COMT affects memory and cognitive functions. A high-risk profile indicates a person may experience impairments that could include short-term memory loss, poor reaction time, and difficulty paying attention.

John Lem, CEO of Lobo Genetics. The company was founded in 2018 and later that year announced the addition of Charles Sousa, former Ontario finance minister, to the board.

No stranger to the genetic space, Lem has over 15 years of experience in the industry. He is also the co-founder of Ottawa-based Spartan Bioscience, a sample-to-result DNA testing system. Spartan Bioscience unveiled what it calls the “world’s smallest DNA tester,” a four-inch DNA testing cube, in 2016, that can test for a range of human diseases in less than half an hour. Licensing the technology from Spartan, similar-looking four-inch cubes are used to process the test kits at Lobo Genetics.
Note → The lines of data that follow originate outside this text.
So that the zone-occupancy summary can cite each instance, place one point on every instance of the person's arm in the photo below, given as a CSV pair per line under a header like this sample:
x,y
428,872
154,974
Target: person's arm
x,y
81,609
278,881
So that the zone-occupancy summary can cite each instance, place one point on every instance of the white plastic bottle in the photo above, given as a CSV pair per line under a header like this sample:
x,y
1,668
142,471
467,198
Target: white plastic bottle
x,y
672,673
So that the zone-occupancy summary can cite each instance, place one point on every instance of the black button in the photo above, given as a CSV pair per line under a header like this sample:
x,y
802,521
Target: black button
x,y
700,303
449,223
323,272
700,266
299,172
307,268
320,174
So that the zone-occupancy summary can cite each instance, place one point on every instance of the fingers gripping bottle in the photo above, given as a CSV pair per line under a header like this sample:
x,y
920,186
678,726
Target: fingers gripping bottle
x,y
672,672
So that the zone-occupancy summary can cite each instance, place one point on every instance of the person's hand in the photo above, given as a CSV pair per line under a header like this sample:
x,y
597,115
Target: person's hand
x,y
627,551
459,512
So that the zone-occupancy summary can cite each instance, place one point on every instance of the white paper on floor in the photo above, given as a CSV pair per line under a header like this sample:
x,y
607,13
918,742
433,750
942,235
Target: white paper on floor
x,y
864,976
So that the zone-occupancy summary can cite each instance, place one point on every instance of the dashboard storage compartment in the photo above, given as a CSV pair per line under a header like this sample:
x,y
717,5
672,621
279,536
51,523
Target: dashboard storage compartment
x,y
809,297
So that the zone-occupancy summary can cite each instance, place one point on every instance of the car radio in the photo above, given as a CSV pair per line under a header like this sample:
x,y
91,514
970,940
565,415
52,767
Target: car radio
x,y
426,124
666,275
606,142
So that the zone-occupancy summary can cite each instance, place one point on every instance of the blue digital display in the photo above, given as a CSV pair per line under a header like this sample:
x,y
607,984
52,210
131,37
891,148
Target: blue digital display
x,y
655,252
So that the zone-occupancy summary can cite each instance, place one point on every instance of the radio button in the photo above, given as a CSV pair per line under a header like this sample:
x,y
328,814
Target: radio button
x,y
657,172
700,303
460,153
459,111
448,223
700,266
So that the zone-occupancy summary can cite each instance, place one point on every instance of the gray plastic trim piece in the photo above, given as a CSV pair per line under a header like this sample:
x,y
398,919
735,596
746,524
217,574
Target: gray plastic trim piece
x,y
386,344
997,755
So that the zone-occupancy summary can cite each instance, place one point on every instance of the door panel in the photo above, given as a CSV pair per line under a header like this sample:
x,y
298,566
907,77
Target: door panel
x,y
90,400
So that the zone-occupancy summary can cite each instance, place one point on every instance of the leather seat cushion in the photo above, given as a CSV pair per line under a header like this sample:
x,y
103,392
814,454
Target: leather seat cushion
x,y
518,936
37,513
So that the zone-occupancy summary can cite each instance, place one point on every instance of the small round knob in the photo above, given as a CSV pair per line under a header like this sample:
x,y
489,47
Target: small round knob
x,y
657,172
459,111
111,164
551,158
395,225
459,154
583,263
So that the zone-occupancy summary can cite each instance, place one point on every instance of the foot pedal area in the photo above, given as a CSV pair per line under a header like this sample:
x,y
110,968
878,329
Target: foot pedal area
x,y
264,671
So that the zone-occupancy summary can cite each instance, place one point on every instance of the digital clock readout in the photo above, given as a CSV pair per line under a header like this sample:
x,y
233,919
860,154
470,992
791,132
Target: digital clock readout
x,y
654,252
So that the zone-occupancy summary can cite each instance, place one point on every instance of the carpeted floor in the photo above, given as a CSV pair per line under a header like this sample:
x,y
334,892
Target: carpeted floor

When it comes to the target audience, the service appeals mostly to adults under the age of 45. “It’s skewing towards couples. Recreational cannabis is often consumed socially, and we are finding that people want to know how they respond,” he says. “Parents are also keen to learn more. They are concerned about people in their lives that are using cannabis who are in universities, or mid- to late 20s, and they want to understand better.”

Lobo Genetics is in the process of developing CBD genetic test kits. Meanwhile, the THC kits are available for purchase online and in select stores in Alberta.